No-one was quite sure what Web 2.0 was when the term was first used. Did it refer to the technology behind Google Maps? This revolutionary approach allowed the server to update the browser as you dragged your cursor around the map, without having to press Submit to get a new response. Did Web 2.0 refer to user generated content such as blogs and wikis (and much later, social media like Twitter and Facebook)? No one really knew then, or really knows now. (Even Wikipedia, at the end of November 2010, is not sure about it, saying in its Web 2.0 article “This article needs attention from an expert on the subject.”)
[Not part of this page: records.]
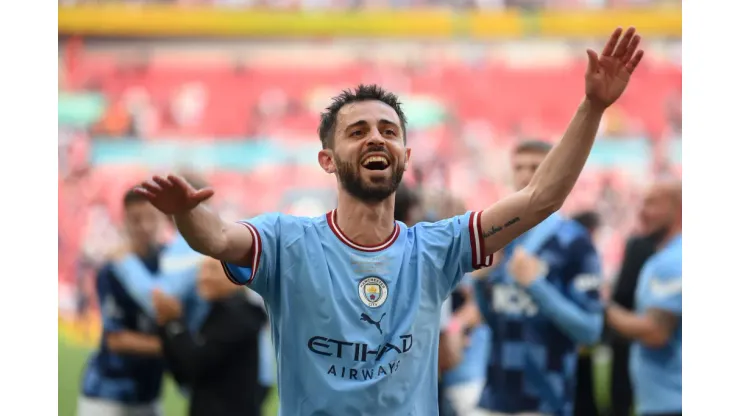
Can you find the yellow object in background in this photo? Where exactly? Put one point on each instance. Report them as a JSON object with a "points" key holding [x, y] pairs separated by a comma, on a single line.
{"points": [[164, 20]]}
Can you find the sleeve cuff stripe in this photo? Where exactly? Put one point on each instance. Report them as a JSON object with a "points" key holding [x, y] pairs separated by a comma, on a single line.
{"points": [[476, 239], [256, 249], [256, 254], [230, 276]]}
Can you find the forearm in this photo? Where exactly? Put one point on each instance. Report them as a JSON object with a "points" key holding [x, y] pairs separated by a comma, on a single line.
{"points": [[450, 350], [208, 234], [556, 176], [581, 326], [129, 342]]}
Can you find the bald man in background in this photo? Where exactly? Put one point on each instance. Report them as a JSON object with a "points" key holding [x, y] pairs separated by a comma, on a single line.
{"points": [[655, 325]]}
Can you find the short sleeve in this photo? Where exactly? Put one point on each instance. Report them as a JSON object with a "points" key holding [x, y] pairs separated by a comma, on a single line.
{"points": [[455, 246], [664, 289], [586, 275], [262, 272], [110, 309]]}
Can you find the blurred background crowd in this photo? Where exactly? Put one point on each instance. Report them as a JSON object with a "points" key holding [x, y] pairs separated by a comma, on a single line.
{"points": [[145, 96]]}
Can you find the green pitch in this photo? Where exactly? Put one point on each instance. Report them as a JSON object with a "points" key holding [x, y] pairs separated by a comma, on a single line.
{"points": [[72, 361]]}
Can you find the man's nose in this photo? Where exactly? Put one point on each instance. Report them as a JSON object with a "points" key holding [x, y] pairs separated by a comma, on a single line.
{"points": [[375, 138]]}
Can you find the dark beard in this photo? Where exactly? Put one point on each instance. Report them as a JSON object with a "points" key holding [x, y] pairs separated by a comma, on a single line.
{"points": [[349, 177], [657, 236]]}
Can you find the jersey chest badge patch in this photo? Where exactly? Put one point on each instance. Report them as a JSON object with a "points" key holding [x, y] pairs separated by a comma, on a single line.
{"points": [[373, 291]]}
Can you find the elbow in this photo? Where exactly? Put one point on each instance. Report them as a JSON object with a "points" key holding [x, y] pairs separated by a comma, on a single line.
{"points": [[545, 200]]}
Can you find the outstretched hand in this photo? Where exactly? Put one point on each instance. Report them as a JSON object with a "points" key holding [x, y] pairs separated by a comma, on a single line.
{"points": [[173, 195], [608, 74]]}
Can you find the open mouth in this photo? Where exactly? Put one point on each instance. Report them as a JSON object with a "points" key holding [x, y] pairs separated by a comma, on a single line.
{"points": [[375, 162]]}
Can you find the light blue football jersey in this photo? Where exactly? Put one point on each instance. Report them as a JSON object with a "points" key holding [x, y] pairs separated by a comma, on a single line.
{"points": [[656, 372], [356, 328]]}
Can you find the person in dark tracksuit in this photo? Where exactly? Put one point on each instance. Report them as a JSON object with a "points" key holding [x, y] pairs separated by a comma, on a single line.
{"points": [[220, 362]]}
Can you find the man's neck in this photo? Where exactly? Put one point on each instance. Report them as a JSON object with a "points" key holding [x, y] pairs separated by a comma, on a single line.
{"points": [[363, 223]]}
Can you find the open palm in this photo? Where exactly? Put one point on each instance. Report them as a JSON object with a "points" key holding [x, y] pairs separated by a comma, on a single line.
{"points": [[173, 195], [608, 74]]}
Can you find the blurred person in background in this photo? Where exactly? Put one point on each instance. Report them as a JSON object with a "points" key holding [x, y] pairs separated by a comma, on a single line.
{"points": [[656, 325], [637, 251], [542, 301], [124, 376], [463, 383], [363, 146], [178, 278], [585, 402], [220, 362]]}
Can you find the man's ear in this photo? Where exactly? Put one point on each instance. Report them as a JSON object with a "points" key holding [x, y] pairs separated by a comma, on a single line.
{"points": [[326, 160]]}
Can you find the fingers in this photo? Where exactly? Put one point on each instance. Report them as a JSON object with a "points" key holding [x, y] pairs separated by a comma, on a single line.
{"points": [[203, 194], [143, 192], [162, 182], [593, 61], [632, 64], [630, 52], [624, 43], [612, 43]]}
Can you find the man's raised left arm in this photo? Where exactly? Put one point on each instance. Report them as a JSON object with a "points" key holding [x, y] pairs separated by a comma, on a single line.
{"points": [[607, 77]]}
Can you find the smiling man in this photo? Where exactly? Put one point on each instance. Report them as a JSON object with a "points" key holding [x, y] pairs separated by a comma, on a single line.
{"points": [[318, 276]]}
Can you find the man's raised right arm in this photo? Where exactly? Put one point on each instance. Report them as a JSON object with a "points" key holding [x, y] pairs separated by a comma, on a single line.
{"points": [[202, 228], [208, 234]]}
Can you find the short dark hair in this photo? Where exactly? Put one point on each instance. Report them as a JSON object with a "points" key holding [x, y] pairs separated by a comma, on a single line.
{"points": [[406, 199], [533, 146], [131, 198], [589, 219], [362, 92]]}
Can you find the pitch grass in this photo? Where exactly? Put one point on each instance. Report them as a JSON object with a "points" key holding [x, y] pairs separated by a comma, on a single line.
{"points": [[72, 359]]}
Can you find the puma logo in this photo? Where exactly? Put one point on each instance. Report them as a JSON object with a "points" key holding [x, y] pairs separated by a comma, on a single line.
{"points": [[366, 318]]}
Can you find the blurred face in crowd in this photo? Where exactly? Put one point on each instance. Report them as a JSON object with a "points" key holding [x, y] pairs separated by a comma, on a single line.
{"points": [[368, 155], [142, 223], [661, 209], [212, 282], [523, 166]]}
But Web 2.0 was exciting, and indeed the subject of trademark claims. We all knew Web 2.0 was not Web 1.0 (which only existed as a counterpoint to Web 2.0 – no-one used Web 1.0 before Web 2.0 was coined). Web 1.0 was the old web, the static web pages, boring forms with submit buttons – nothing changed unless the whole page changed, and basically you read Web 1.0, and someone else wrote it. Web 2.0 was exciting because it was dynamic, and maybe even you helped write it, even if we didn’t know exactly what it was.
Then someone coined the phrase Web 3.0. This is never really caught on except with uber geeks, and I think it refers to semantic web technologies, where computers can read online data and make sense of it. The whole march of 1.0, 2.0, 3.0 then seemed to peter out.
Until now that is … Apparently the Marketplace Economy blog is called “Economy 4.0”. There is just too much wrong with this to spill ink (or bits) on it. Just don’t let me catch anyone doing anything 5.0.